To manage IT, you’ve got to have investment reviews, but when is it too much or not effective?
There are a number of executives (CXO’s) with a stake in the success of IT projects and a responsibility to review and manage them:
- Chief Financial Officer (CFO)— is interested in the investment’s alignment to the mission and its return on investment
- Chief Information Officer (CIO)—looks at IT projects in terms of technical alignment and compliance with the enterprise architecture, systems development life cycle, IT security, and other areas like privacy, accessibility, records management, and so on
- Chief Procurement Officer (
CPO)—reviews projects for contractual issues to protect the organization and ensure that “it gets what it’s paying for”
- Line of Business (LOB) Program Officials—must review projects in terms of their project management and to control cost, schedule, and performance and ensure that the organization “controls” its investments
Usually, each of these executives has boards to carry out these review functions, and they are redundant, inefficient and drive the end-user crazy answering questions and checklists.
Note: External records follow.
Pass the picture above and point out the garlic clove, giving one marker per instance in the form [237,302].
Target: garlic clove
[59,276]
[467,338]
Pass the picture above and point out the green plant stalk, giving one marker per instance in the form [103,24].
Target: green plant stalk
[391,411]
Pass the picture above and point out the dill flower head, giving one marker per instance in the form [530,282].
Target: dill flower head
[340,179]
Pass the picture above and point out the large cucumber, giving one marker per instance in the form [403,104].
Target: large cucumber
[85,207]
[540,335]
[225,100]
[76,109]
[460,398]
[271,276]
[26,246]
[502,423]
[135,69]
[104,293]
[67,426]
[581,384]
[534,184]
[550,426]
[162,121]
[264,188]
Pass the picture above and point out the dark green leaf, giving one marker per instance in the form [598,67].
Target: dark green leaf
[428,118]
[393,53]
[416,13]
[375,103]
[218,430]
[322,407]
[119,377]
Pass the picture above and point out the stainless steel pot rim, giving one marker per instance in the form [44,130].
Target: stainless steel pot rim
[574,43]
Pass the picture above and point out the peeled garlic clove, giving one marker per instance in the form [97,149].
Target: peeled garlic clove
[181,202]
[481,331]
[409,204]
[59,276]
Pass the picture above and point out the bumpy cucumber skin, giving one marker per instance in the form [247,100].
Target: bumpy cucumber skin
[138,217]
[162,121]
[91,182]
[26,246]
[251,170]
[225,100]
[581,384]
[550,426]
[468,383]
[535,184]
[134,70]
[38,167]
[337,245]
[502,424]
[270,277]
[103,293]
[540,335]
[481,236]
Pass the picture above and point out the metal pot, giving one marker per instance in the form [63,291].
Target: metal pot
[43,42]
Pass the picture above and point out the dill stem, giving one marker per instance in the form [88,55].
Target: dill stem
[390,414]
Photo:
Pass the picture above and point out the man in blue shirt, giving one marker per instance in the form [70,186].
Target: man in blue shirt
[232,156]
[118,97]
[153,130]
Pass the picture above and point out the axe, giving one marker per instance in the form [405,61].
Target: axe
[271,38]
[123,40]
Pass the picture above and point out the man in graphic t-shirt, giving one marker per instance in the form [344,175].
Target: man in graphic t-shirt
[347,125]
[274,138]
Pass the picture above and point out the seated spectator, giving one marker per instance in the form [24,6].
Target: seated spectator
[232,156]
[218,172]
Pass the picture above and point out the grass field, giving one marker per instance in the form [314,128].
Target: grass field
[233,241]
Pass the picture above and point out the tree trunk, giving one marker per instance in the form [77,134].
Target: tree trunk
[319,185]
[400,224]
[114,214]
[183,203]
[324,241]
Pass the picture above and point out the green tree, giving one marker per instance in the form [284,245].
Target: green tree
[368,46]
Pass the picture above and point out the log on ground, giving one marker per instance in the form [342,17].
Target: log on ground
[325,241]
Part of the problem is that the executives and their review boards do not limit themselves to reviewing just their particular domains, but look across the management areas. So for example, EA often not only looks at technical alignment, but also will review business alignment and performance measures.
Moreover, not only are the review boards’ functionality often redundant between CXO’s, but even within the domain of a CXO, there will be duplicative review efforts such as between EA, SDLC, and IT security reviews.
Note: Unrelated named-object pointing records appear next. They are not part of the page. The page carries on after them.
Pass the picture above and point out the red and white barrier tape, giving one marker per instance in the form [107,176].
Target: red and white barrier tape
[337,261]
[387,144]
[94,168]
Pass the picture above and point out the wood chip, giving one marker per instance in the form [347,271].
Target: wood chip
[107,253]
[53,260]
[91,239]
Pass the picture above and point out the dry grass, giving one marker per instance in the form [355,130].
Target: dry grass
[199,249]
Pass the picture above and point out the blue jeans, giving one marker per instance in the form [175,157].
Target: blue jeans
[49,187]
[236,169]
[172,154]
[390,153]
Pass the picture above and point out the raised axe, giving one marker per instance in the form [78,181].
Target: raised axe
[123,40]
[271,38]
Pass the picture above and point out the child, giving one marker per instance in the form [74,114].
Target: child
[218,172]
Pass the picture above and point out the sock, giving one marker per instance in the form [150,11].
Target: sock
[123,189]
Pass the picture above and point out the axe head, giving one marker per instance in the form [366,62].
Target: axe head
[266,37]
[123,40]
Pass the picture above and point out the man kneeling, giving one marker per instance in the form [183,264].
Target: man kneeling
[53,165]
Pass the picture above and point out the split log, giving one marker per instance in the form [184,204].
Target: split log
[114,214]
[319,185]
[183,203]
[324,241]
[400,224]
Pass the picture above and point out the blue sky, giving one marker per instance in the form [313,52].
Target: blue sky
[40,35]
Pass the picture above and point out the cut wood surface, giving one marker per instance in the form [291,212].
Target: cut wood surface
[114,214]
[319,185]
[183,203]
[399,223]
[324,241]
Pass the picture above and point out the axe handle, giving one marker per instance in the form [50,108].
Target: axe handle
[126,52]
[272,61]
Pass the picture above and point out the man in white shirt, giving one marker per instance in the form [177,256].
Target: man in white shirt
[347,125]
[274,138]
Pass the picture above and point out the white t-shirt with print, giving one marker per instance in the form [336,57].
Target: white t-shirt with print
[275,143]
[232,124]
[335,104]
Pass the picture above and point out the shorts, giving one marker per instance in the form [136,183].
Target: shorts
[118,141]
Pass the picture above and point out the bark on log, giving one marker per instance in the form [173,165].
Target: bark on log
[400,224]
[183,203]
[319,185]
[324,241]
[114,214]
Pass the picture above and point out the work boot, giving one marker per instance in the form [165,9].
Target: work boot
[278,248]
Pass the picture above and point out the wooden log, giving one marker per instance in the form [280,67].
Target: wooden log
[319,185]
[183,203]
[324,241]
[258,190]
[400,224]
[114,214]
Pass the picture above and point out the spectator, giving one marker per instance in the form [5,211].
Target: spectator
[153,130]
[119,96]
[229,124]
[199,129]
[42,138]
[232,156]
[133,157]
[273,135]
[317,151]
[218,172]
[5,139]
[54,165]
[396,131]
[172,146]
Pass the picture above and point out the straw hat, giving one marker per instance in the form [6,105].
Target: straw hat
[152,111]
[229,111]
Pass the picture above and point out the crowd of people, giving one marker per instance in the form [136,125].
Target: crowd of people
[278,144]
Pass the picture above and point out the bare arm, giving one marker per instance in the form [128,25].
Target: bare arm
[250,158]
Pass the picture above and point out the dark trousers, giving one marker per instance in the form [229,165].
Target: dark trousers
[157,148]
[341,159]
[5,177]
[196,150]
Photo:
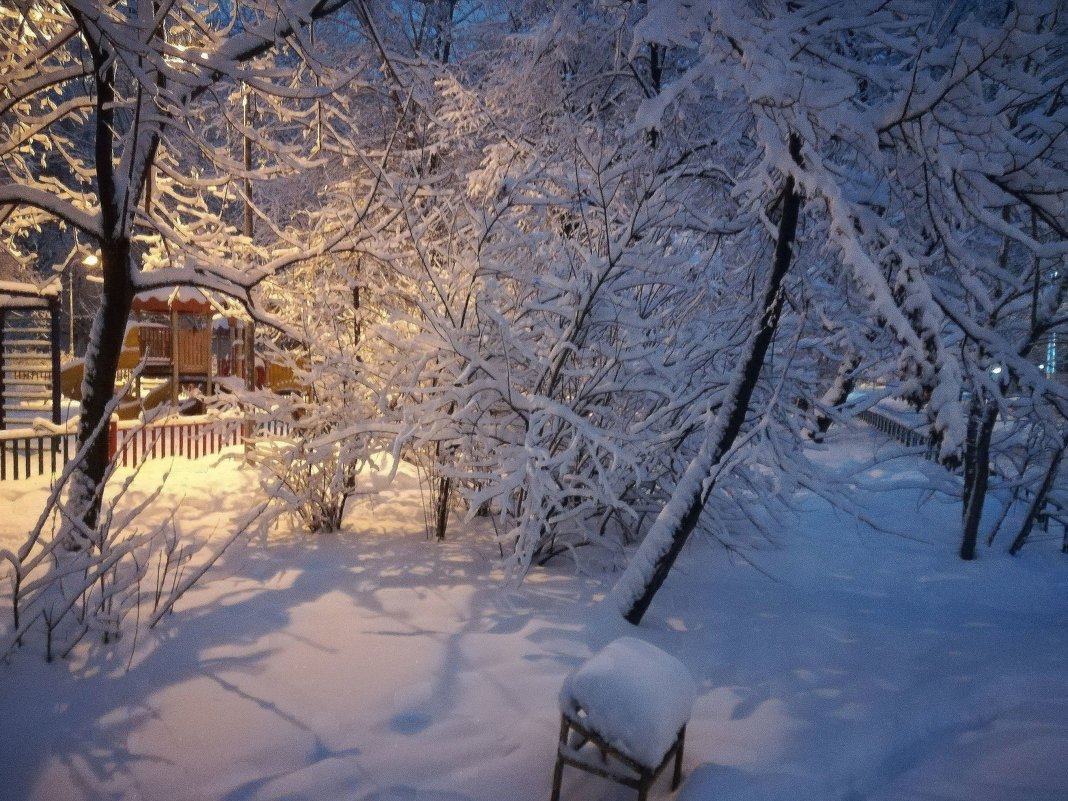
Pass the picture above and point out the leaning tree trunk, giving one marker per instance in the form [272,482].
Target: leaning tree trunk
[1039,501]
[649,567]
[983,415]
[101,364]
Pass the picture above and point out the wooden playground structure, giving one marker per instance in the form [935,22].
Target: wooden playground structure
[179,336]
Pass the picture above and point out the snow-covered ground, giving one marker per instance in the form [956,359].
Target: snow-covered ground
[843,664]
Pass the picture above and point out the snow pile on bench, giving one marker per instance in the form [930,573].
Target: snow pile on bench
[633,695]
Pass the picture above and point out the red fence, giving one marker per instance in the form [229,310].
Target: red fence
[129,443]
[26,454]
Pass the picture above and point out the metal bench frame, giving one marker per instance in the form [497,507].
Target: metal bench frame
[628,771]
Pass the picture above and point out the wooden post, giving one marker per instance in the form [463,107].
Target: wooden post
[210,351]
[3,386]
[174,357]
[53,332]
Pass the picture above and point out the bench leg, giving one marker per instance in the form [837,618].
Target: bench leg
[558,772]
[677,775]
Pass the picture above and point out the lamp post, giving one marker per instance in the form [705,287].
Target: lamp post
[89,261]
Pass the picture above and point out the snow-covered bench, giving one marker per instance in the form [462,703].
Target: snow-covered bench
[623,716]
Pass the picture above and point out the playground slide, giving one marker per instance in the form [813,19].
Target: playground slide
[158,396]
[73,372]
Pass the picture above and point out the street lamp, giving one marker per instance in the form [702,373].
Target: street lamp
[90,261]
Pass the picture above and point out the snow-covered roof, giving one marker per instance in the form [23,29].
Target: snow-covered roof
[633,695]
[186,299]
[16,295]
Additionally, when an organizational component of an organization needs to conduct these reviews at their level and then again all the same reviews at a higher overall organization level, then the already inefficient review process is now doubly so.
In the end, with all the requisite reviews, innovation gets stifled, projects hamstrung, and the end-user frustrated and looking to circumvent the whole darn thing.
Obviously, you must review and establish checks and balances on IT investments, especially with the historical trends of people spending extravagantly and wastefully on IT solutions that were non-standard, not secure, not interoperable, did not meet user requirements, were over-budget, and behind schedule.
The key from a User-centric EA perspective is to balance the needs for governance, oversight, and compliance with helping and servicing the end-user, so they can meet mission needs, develop innovative solutions, and manage with limited resources. Asking users the same or similar checklist questions is not only annoying, but a waste of valuable resources, and a great way to spark an end-user revolt!
Remember it’s a fine line between EA and governance showing value to the organization and becoming a nuisance and a hindrance to progress.